Donald Trump is hosting Apple CEO Tim Cook for a Friday evening dinner at the president-elect’s Mar-a-Lago resort
WEST PALM BEACH, Fla. (AP) — Donald Trump hosted Apple CEO Tim Cook for a Friday evening dinner at the president-elect's Mar-a-Lago resort, according to a person familiar with the matter who was not authorized to comment publicly.
Cook is the latest in a string of big tech leaders — including OpenAI's Sam Altman, Meta's Mark Zuckerberg and Amazon's Jeff Bezos — who have sought to improve their standing with the incoming president after choppy relations with Trump during his first term.
The meeting comes less than two months after Trump said he spoke to Cook by phone, and soon after Apple lost its last appeal in a dispute with the EU over 13 billion euros ($14.34 billion) in back taxes to Ireland.

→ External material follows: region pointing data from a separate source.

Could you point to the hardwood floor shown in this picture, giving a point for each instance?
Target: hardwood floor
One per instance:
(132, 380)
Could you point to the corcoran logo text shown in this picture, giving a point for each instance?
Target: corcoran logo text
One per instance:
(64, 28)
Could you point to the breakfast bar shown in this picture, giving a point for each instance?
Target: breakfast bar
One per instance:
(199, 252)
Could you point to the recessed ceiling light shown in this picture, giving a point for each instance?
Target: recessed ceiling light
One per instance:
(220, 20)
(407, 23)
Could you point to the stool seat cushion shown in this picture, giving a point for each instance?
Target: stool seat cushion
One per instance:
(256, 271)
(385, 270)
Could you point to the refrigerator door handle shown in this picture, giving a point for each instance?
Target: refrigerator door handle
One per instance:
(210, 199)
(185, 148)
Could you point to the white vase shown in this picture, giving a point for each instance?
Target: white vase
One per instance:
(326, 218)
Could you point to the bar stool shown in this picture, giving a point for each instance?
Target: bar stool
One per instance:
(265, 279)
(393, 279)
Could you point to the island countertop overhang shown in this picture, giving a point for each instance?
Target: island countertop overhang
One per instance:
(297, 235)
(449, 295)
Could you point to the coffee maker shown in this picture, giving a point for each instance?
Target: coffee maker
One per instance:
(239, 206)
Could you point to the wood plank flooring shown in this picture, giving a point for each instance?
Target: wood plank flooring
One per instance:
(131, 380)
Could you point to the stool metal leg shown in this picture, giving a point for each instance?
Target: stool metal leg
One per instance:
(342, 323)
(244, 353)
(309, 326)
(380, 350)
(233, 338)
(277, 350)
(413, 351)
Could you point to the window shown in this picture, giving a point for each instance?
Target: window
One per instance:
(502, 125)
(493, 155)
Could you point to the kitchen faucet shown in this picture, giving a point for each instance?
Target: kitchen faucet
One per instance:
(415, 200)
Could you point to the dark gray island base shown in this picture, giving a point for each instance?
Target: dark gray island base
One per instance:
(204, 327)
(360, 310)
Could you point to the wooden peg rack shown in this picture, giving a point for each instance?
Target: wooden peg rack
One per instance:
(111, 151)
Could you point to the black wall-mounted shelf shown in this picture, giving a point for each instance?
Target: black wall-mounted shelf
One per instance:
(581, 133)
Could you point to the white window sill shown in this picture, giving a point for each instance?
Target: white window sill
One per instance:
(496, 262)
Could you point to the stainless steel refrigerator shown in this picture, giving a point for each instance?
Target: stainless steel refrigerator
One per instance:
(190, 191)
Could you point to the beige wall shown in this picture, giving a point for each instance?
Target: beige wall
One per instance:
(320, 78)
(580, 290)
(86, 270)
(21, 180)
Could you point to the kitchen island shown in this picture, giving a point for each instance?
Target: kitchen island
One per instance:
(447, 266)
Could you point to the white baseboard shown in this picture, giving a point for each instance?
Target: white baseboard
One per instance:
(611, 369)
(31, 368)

“He said the European Union has just fined us $15 billion," Trump recalled of his conversation with Cook, in an October interview with podcaster Patrick Bet-David. "Then on top of that they got fined by the European Union another $2 billion."
The decision by the EU top court was the finale to a dispute that centered on sweetheart deals that Dublin was offering to attract multinational businesses with minimal taxes across the 27-nation bloc. The European Commission in 2016 ruled that Ireland granted Apple unlawful aid that Ireland was required to recover.
Trump's transition team and Apple did not immediately respond to a request for comment about his dinner with Cook.
OpenAI CEO Altman is planning to make a $1 million personal donation to Trump’s inauguration fund, the company confirmed Friday. Amazon and Meta, the parent company of Facebook and Instagram, confirmed this week they had each donated $1 million to Trump’s inaugural fund.
During his first term, Trump criticized Amazon and railed against the political coverage at The Washington Post, which Bezos owns. Meanwhile, Bezos had criticized some of Trump’s past rhetoric. In 2019, Amazon also argued in a court case that Trump’s bias against the company harmed its chances of winning a $10 billion Pentagon contract.
More recently, Bezos has struck a more conciliatory tone. Last week, he said at The New York Times’ DealBook Summit in New York that he was “optimistic” about Trump’s second term while also endorsing president-elect’s plans to cut regulations.
During the 2024 campaign, Zuckerberg did not endorse a candidate for president, but voiced a more positive stance toward Trump. Earlier this year, he praised Trump’s response to his first assassination attempt.